Glider crash near Reno September 2nd 2018 (retitled from "yesterday"
On Tuesday, October 2, 2018 at 4:04:09 AM UTC-7, Dan Daly wrote:
Retitled from "yesterday" to make future searches easier.
Unfortunately, medical issues in the cockpit can jam the controls. This happened to a friend of mine when a walk up passenger had a epileptic seizure on tow. The passenger pulled hard back on the stick in a Blanik. It resulted in vertical climb, broke the rope and then impacted the ground killing the passenger in the front seat and severely injuring my friend in the back seat. This happened at El Tiro in the late 80's while I was there. A medical issue can explain several things. Times of control and times of chaos, not bailing out because he is your friend and you are trying to save his life. The high G maneuver at the end certainly caused them to blackout. Remember, the whole thing started at 14,500 when they started heading east away from the direction the contest start line over Truckee. All this we have good records of their flight trace via the PFlarm data from takeoff to heading east over Rose after thermalling with another glider. Then things got crazy as they lost over 4000 ft in 2 minutes and a I witnesses saw them at around 10k doing these crazy maneuvers out of control. This timeline is important to understanding what happened. IF any of this is true, then this brings up the subject of anyone flying with a safety pilot with a known problem.
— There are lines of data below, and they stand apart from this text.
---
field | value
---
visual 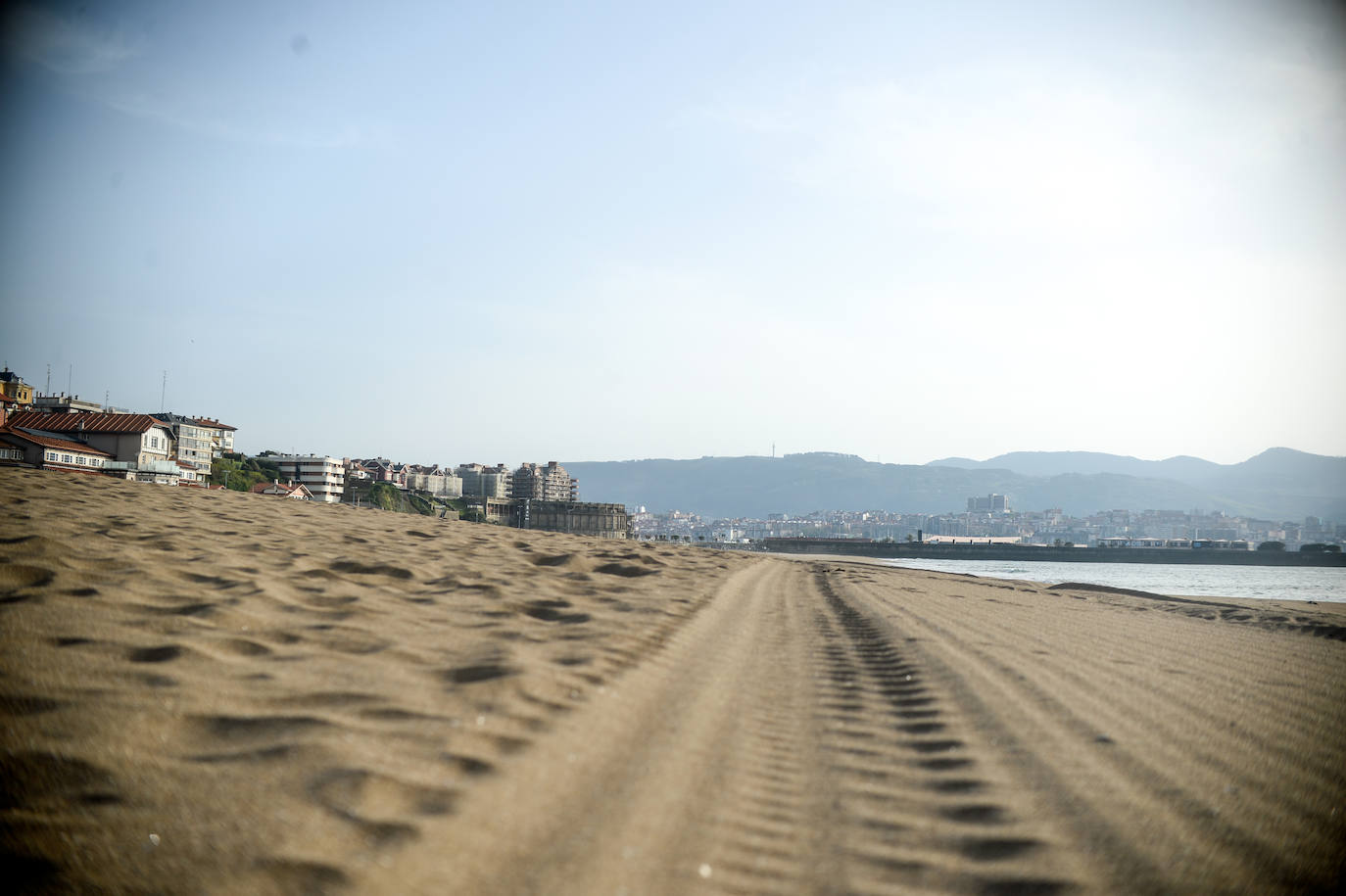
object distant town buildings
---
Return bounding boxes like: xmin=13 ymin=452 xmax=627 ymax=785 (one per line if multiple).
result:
xmin=510 ymin=497 xmax=630 ymax=539
xmin=454 ymin=464 xmax=514 ymax=500
xmin=511 ymin=460 xmax=579 ymax=500
xmin=968 ymin=494 xmax=1010 ymax=514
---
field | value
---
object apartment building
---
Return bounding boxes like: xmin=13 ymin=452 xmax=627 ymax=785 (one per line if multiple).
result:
xmin=151 ymin=413 xmax=216 ymax=475
xmin=511 ymin=460 xmax=579 ymax=500
xmin=270 ymin=454 xmax=346 ymax=504
xmin=195 ymin=417 xmax=238 ymax=457
xmin=454 ymin=464 xmax=514 ymax=500
xmin=10 ymin=410 xmax=174 ymax=469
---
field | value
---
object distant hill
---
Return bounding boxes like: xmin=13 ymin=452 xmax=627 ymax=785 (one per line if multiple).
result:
xmin=565 ymin=448 xmax=1346 ymax=521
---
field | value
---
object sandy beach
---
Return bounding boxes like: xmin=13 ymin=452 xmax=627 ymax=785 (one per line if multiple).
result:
xmin=0 ymin=469 xmax=1346 ymax=895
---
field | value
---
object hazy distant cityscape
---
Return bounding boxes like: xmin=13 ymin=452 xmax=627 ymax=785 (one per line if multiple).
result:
xmin=631 ymin=495 xmax=1346 ymax=550
xmin=0 ymin=368 xmax=1346 ymax=550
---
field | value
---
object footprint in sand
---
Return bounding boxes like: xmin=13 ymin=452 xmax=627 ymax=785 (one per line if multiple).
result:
xmin=309 ymin=768 xmax=457 ymax=846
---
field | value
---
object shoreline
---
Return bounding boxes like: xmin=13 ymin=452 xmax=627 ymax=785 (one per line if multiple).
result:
xmin=0 ymin=471 xmax=1346 ymax=896
xmin=763 ymin=539 xmax=1346 ymax=569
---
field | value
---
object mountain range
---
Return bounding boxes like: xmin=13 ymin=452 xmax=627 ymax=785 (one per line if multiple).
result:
xmin=565 ymin=448 xmax=1346 ymax=522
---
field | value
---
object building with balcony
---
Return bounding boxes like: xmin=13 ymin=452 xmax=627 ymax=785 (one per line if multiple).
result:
xmin=8 ymin=410 xmax=175 ymax=471
xmin=454 ymin=464 xmax=514 ymax=500
xmin=151 ymin=413 xmax=216 ymax=475
xmin=511 ymin=460 xmax=579 ymax=500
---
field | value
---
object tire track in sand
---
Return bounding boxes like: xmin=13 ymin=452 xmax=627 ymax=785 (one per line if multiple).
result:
xmin=373 ymin=560 xmax=1079 ymax=896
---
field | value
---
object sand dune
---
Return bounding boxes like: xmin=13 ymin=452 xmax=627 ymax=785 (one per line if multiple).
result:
xmin=0 ymin=471 xmax=1346 ymax=893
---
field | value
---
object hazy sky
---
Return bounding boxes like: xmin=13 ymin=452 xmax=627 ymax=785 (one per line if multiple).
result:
xmin=0 ymin=0 xmax=1346 ymax=464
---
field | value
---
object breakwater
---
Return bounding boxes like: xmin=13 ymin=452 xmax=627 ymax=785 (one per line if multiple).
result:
xmin=762 ymin=539 xmax=1346 ymax=566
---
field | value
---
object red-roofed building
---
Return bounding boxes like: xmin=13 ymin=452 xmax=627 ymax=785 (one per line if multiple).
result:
xmin=0 ymin=427 xmax=112 ymax=474
xmin=251 ymin=479 xmax=313 ymax=500
xmin=10 ymin=410 xmax=176 ymax=471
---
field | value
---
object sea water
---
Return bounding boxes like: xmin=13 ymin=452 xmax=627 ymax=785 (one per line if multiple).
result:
xmin=882 ymin=560 xmax=1346 ymax=602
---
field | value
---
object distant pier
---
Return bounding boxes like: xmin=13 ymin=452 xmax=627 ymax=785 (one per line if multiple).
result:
xmin=762 ymin=539 xmax=1346 ymax=566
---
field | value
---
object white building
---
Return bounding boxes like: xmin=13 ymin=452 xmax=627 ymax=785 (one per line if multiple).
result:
xmin=454 ymin=464 xmax=514 ymax=500
xmin=272 ymin=454 xmax=346 ymax=504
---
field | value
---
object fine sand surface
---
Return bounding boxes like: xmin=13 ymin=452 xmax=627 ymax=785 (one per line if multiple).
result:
xmin=0 ymin=469 xmax=1346 ymax=895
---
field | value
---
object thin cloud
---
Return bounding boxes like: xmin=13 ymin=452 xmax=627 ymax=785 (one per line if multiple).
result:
xmin=93 ymin=85 xmax=388 ymax=150
xmin=4 ymin=5 xmax=144 ymax=78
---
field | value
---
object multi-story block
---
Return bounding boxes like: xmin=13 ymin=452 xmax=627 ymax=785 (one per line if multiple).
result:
xmin=512 ymin=460 xmax=579 ymax=500
xmin=10 ymin=410 xmax=175 ymax=469
xmin=151 ymin=413 xmax=216 ymax=474
xmin=454 ymin=464 xmax=512 ymax=500
xmin=272 ymin=454 xmax=346 ymax=504
xmin=195 ymin=417 xmax=238 ymax=457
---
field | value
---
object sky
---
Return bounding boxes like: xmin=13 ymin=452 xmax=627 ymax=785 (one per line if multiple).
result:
xmin=0 ymin=0 xmax=1346 ymax=465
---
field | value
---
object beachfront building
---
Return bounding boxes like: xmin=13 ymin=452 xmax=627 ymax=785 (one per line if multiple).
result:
xmin=454 ymin=464 xmax=514 ymax=500
xmin=0 ymin=427 xmax=112 ymax=474
xmin=407 ymin=464 xmax=463 ymax=497
xmin=512 ymin=497 xmax=631 ymax=539
xmin=270 ymin=454 xmax=346 ymax=504
xmin=0 ymin=367 xmax=32 ymax=407
xmin=511 ymin=460 xmax=579 ymax=500
xmin=151 ymin=413 xmax=216 ymax=475
xmin=252 ymin=479 xmax=313 ymax=500
xmin=194 ymin=417 xmax=238 ymax=457
xmin=10 ymin=410 xmax=175 ymax=472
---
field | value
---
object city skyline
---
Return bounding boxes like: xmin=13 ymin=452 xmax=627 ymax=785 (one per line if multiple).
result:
xmin=0 ymin=3 xmax=1346 ymax=464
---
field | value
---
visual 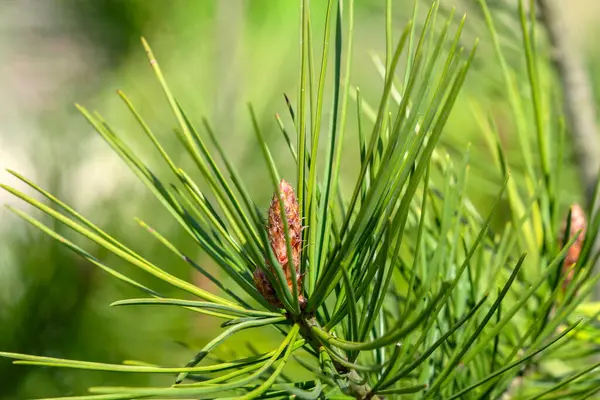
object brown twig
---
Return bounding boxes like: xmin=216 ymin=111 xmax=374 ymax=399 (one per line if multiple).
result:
xmin=536 ymin=0 xmax=600 ymax=206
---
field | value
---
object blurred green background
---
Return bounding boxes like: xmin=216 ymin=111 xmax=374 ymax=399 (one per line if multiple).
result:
xmin=0 ymin=0 xmax=600 ymax=400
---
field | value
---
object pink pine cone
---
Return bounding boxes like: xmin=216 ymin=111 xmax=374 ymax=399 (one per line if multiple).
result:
xmin=562 ymin=204 xmax=587 ymax=286
xmin=254 ymin=179 xmax=305 ymax=307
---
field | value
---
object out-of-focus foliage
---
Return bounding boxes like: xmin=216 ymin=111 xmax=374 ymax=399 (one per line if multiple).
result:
xmin=0 ymin=0 xmax=596 ymax=399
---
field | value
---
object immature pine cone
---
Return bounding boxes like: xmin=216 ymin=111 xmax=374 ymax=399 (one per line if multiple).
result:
xmin=254 ymin=179 xmax=305 ymax=307
xmin=562 ymin=204 xmax=587 ymax=288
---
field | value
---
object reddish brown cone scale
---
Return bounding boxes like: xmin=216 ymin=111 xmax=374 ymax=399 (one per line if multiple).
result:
xmin=254 ymin=180 xmax=304 ymax=307
xmin=562 ymin=204 xmax=587 ymax=286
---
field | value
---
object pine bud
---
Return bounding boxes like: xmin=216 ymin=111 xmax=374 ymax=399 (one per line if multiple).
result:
xmin=562 ymin=204 xmax=587 ymax=288
xmin=254 ymin=180 xmax=305 ymax=307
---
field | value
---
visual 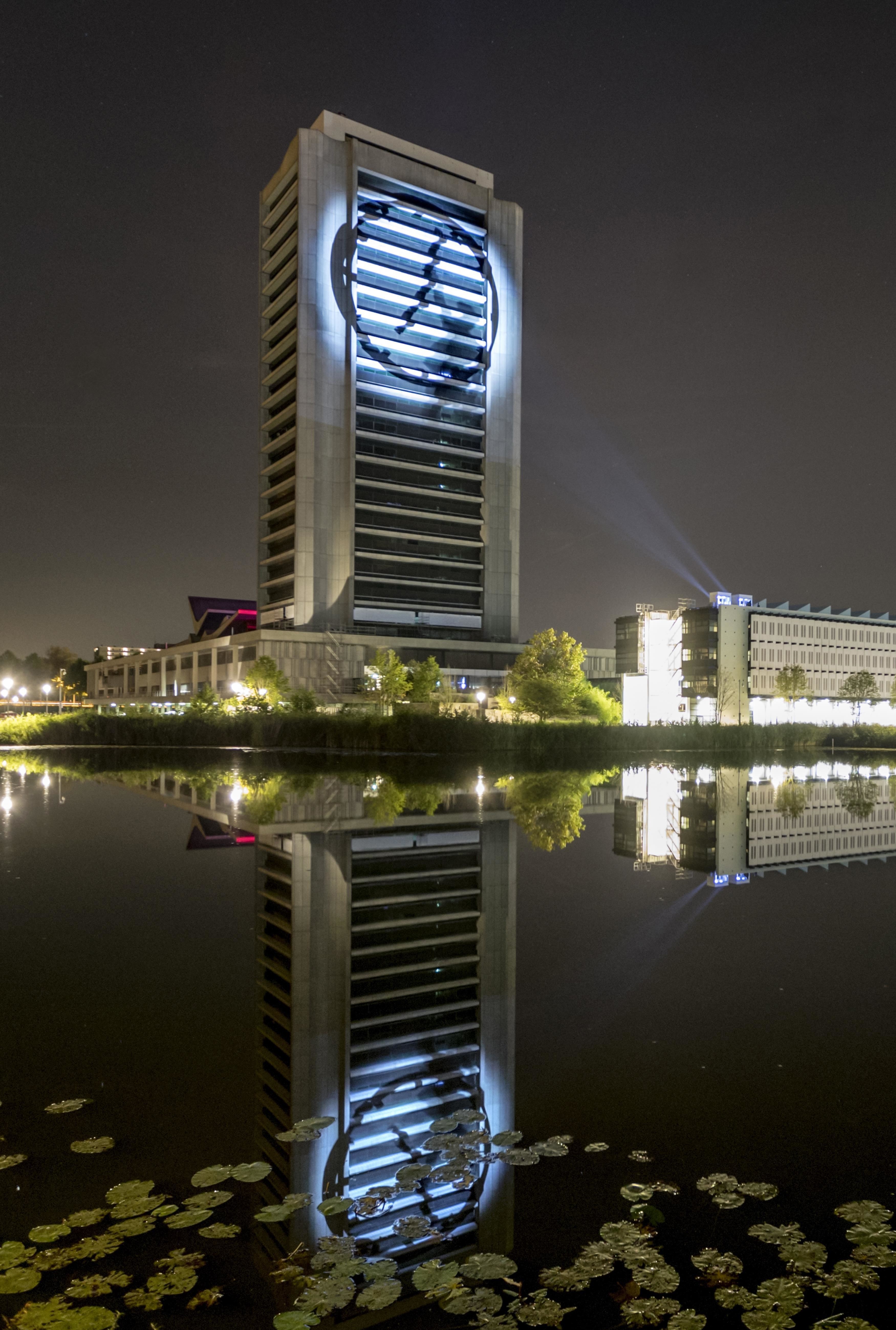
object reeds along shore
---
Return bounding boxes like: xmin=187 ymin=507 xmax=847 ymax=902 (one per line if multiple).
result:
xmin=0 ymin=710 xmax=896 ymax=761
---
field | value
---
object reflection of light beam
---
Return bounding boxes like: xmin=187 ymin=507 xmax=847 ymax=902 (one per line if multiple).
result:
xmin=579 ymin=879 xmax=717 ymax=1027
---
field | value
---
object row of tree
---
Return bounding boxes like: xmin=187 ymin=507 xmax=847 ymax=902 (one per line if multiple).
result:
xmin=775 ymin=665 xmax=896 ymax=720
xmin=0 ymin=646 xmax=88 ymax=700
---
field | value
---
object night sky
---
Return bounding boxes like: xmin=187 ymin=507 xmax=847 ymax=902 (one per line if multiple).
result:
xmin=0 ymin=0 xmax=896 ymax=654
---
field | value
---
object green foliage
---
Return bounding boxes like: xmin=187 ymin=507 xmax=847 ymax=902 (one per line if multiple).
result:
xmin=364 ymin=646 xmax=411 ymax=707
xmin=496 ymin=771 xmax=616 ymax=850
xmin=238 ymin=656 xmax=291 ymax=710
xmin=499 ymin=628 xmax=622 ymax=725
xmin=407 ymin=656 xmax=441 ymax=702
xmin=775 ymin=778 xmax=807 ymax=822
xmin=187 ymin=684 xmax=221 ymax=715
xmin=839 ymin=669 xmax=880 ymax=720
xmin=775 ymin=665 xmax=812 ymax=706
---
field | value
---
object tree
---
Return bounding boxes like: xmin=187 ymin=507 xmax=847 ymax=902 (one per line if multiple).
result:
xmin=189 ymin=684 xmax=221 ymax=715
xmin=505 ymin=628 xmax=601 ymax=721
xmin=775 ymin=777 xmax=806 ymax=822
xmin=840 ymin=669 xmax=879 ymax=724
xmin=242 ymin=656 xmax=291 ymax=710
xmin=407 ymin=656 xmax=441 ymax=702
xmin=364 ymin=646 xmax=411 ymax=709
xmin=47 ymin=646 xmax=77 ymax=674
xmin=775 ymin=665 xmax=812 ymax=715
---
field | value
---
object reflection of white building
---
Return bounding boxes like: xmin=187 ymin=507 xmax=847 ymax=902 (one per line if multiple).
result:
xmin=613 ymin=762 xmax=896 ymax=883
xmin=617 ymin=593 xmax=896 ymax=725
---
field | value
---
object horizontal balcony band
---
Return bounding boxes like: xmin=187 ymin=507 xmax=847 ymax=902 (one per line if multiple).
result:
xmin=355 ymin=544 xmax=485 ymax=572
xmin=355 ymin=571 xmax=483 ymax=596
xmin=355 ymin=475 xmax=485 ymax=508
xmin=355 ymin=517 xmax=485 ymax=548
xmin=262 ymin=230 xmax=299 ymax=277
xmin=262 ymin=375 xmax=295 ymax=411
xmin=262 ymin=161 xmax=299 ymax=226
xmin=358 ymin=219 xmax=485 ymax=275
xmin=355 ymin=404 xmax=485 ymax=439
xmin=262 ymin=351 xmax=296 ymax=391
xmin=358 ymin=185 xmax=488 ymax=239
xmin=262 ymin=327 xmax=298 ymax=364
xmin=262 ymin=305 xmax=298 ymax=348
xmin=355 ymin=499 xmax=483 ymax=529
xmin=350 ymin=998 xmax=480 ymax=1029
xmin=262 ymin=201 xmax=299 ymax=254
xmin=259 ymin=467 xmax=295 ymax=499
xmin=355 ymin=428 xmax=485 ymax=462
xmin=261 ymin=519 xmax=295 ymax=545
xmin=262 ymin=402 xmax=295 ymax=434
xmin=358 ymin=242 xmax=487 ymax=295
xmin=262 ymin=251 xmax=299 ymax=301
xmin=262 ymin=278 xmax=299 ymax=322
xmin=258 ymin=571 xmax=295 ymax=591
xmin=355 ymin=354 xmax=485 ymax=402
xmin=358 ymin=294 xmax=487 ymax=347
xmin=358 ymin=328 xmax=485 ymax=368
xmin=351 ymin=915 xmax=480 ymax=947
xmin=350 ymin=1020 xmax=479 ymax=1053
xmin=262 ymin=426 xmax=295 ymax=455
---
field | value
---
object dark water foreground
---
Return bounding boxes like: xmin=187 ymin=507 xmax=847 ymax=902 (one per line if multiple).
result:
xmin=0 ymin=752 xmax=896 ymax=1330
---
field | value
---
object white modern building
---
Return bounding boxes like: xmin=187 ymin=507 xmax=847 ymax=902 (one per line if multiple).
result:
xmin=617 ymin=592 xmax=896 ymax=725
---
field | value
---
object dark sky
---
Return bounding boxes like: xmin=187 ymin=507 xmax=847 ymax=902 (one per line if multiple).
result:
xmin=0 ymin=0 xmax=896 ymax=653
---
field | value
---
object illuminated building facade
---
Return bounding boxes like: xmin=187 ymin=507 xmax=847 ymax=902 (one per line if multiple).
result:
xmin=617 ymin=593 xmax=896 ymax=725
xmin=258 ymin=112 xmax=522 ymax=642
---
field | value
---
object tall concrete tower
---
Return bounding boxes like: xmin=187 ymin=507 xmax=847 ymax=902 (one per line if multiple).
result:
xmin=258 ymin=112 xmax=522 ymax=642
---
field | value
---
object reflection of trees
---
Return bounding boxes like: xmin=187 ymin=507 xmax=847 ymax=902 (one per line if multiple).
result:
xmin=837 ymin=771 xmax=877 ymax=818
xmin=496 ymin=769 xmax=618 ymax=850
xmin=775 ymin=777 xmax=807 ymax=822
xmin=364 ymin=775 xmax=452 ymax=823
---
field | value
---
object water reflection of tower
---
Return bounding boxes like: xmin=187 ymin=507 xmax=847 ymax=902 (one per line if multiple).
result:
xmin=250 ymin=778 xmax=516 ymax=1261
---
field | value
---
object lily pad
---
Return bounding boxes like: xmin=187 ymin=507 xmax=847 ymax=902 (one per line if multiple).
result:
xmin=106 ymin=1182 xmax=156 ymax=1205
xmin=620 ymin=1182 xmax=653 ymax=1201
xmin=227 ymin=1160 xmax=271 ymax=1186
xmin=318 ymin=1196 xmax=352 ymax=1214
xmin=460 ymin=1251 xmax=516 ymax=1280
xmin=69 ymin=1136 xmax=116 ymax=1154
xmin=109 ymin=1214 xmax=156 ymax=1238
xmin=392 ymin=1214 xmax=432 ymax=1241
xmin=165 ymin=1209 xmax=214 ymax=1229
xmin=181 ymin=1192 xmax=234 ymax=1210
xmin=499 ymin=1149 xmax=538 ymax=1168
xmin=355 ymin=1280 xmax=402 ymax=1311
xmin=492 ymin=1131 xmax=522 ymax=1146
xmin=0 ymin=1265 xmax=41 ymax=1293
xmin=28 ymin=1224 xmax=72 ymax=1242
xmin=411 ymin=1261 xmax=460 ymax=1293
xmin=738 ymin=1182 xmax=778 ymax=1201
xmin=65 ymin=1270 xmax=133 ymax=1298
xmin=190 ymin=1164 xmax=233 ymax=1186
xmin=0 ymin=1242 xmax=37 ymax=1270
xmin=65 ymin=1209 xmax=109 ymax=1229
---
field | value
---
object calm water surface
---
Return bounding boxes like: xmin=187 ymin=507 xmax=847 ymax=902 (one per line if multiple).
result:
xmin=0 ymin=750 xmax=896 ymax=1330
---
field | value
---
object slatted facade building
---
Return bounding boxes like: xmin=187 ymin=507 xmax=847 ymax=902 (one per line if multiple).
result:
xmin=259 ymin=112 xmax=522 ymax=641
xmin=251 ymin=790 xmax=514 ymax=1263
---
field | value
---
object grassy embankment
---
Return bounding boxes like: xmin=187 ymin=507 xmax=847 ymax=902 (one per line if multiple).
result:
xmin=0 ymin=710 xmax=896 ymax=762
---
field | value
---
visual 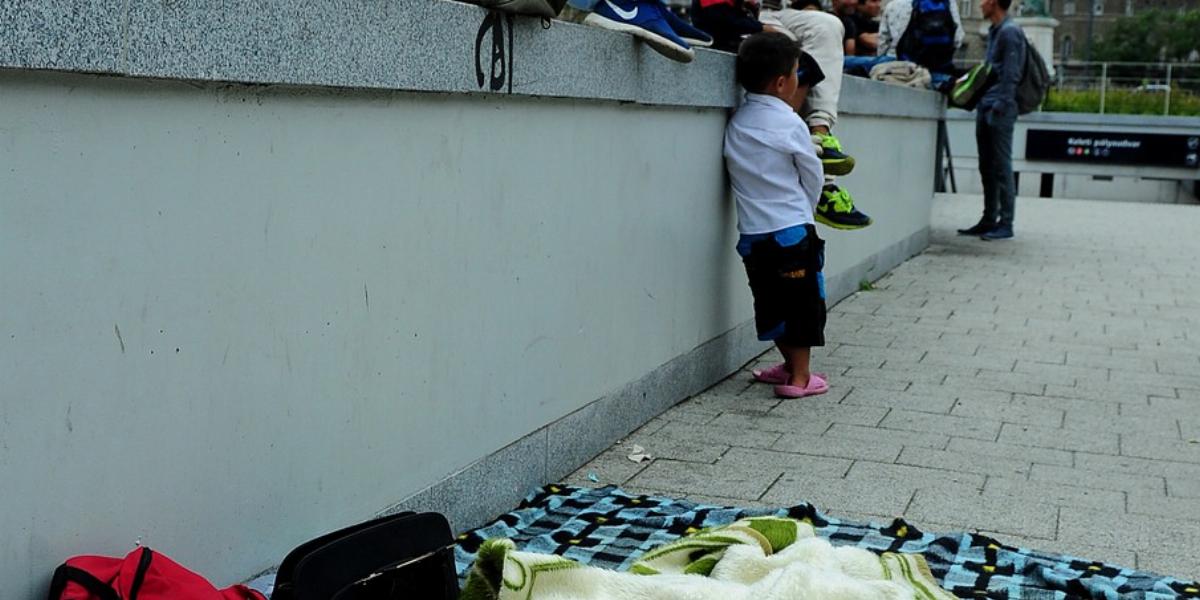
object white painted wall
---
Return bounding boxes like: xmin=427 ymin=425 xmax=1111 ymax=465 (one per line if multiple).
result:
xmin=0 ymin=71 xmax=934 ymax=600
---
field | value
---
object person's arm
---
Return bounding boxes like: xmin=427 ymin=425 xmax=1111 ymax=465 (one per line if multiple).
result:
xmin=854 ymin=34 xmax=880 ymax=55
xmin=875 ymin=0 xmax=904 ymax=56
xmin=989 ymin=26 xmax=1025 ymax=114
xmin=703 ymin=4 xmax=762 ymax=37
xmin=792 ymin=135 xmax=824 ymax=208
xmin=838 ymin=17 xmax=858 ymax=56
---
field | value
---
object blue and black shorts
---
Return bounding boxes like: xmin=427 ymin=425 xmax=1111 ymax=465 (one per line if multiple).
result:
xmin=738 ymin=224 xmax=826 ymax=348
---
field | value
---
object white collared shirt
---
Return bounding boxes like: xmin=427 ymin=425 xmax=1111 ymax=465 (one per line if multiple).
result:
xmin=725 ymin=94 xmax=824 ymax=234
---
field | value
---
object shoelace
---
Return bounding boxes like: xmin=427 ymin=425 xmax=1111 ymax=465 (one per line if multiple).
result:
xmin=821 ymin=136 xmax=841 ymax=152
xmin=829 ymin=187 xmax=854 ymax=212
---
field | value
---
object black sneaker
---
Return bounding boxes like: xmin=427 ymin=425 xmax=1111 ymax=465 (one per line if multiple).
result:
xmin=816 ymin=185 xmax=871 ymax=229
xmin=979 ymin=226 xmax=1016 ymax=241
xmin=959 ymin=221 xmax=996 ymax=235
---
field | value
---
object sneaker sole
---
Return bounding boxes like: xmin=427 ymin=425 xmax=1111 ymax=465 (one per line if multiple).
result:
xmin=821 ymin=157 xmax=854 ymax=175
xmin=583 ymin=12 xmax=696 ymax=62
xmin=816 ymin=214 xmax=875 ymax=232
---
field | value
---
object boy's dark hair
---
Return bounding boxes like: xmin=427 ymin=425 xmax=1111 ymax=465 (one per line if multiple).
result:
xmin=737 ymin=32 xmax=800 ymax=94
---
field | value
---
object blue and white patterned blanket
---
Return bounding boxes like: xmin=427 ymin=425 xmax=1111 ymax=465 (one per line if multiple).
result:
xmin=455 ymin=485 xmax=1200 ymax=600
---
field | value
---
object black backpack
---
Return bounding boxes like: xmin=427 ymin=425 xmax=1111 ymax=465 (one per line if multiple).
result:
xmin=896 ymin=0 xmax=959 ymax=70
xmin=466 ymin=0 xmax=566 ymax=19
xmin=271 ymin=512 xmax=458 ymax=600
xmin=1016 ymin=40 xmax=1050 ymax=114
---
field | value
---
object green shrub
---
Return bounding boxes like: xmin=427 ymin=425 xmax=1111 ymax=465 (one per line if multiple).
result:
xmin=1042 ymin=88 xmax=1200 ymax=116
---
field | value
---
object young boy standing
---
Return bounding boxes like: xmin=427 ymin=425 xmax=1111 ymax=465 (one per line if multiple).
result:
xmin=725 ymin=32 xmax=829 ymax=398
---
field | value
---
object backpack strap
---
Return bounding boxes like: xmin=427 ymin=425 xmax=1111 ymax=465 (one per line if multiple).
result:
xmin=130 ymin=546 xmax=154 ymax=600
xmin=49 ymin=564 xmax=121 ymax=600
Flying in a two place plane has never been more complicated in my mind. I have and have not flown with people with known medical problems by my choice. Going forward it will never happen again nor will I ever consider asking someone to be that safety pilot.
We might never know what really happened, but all the time and effort to try and understand is a healthy exercise for our community. Imagine if nothing was being said, that would add to this already tragic event.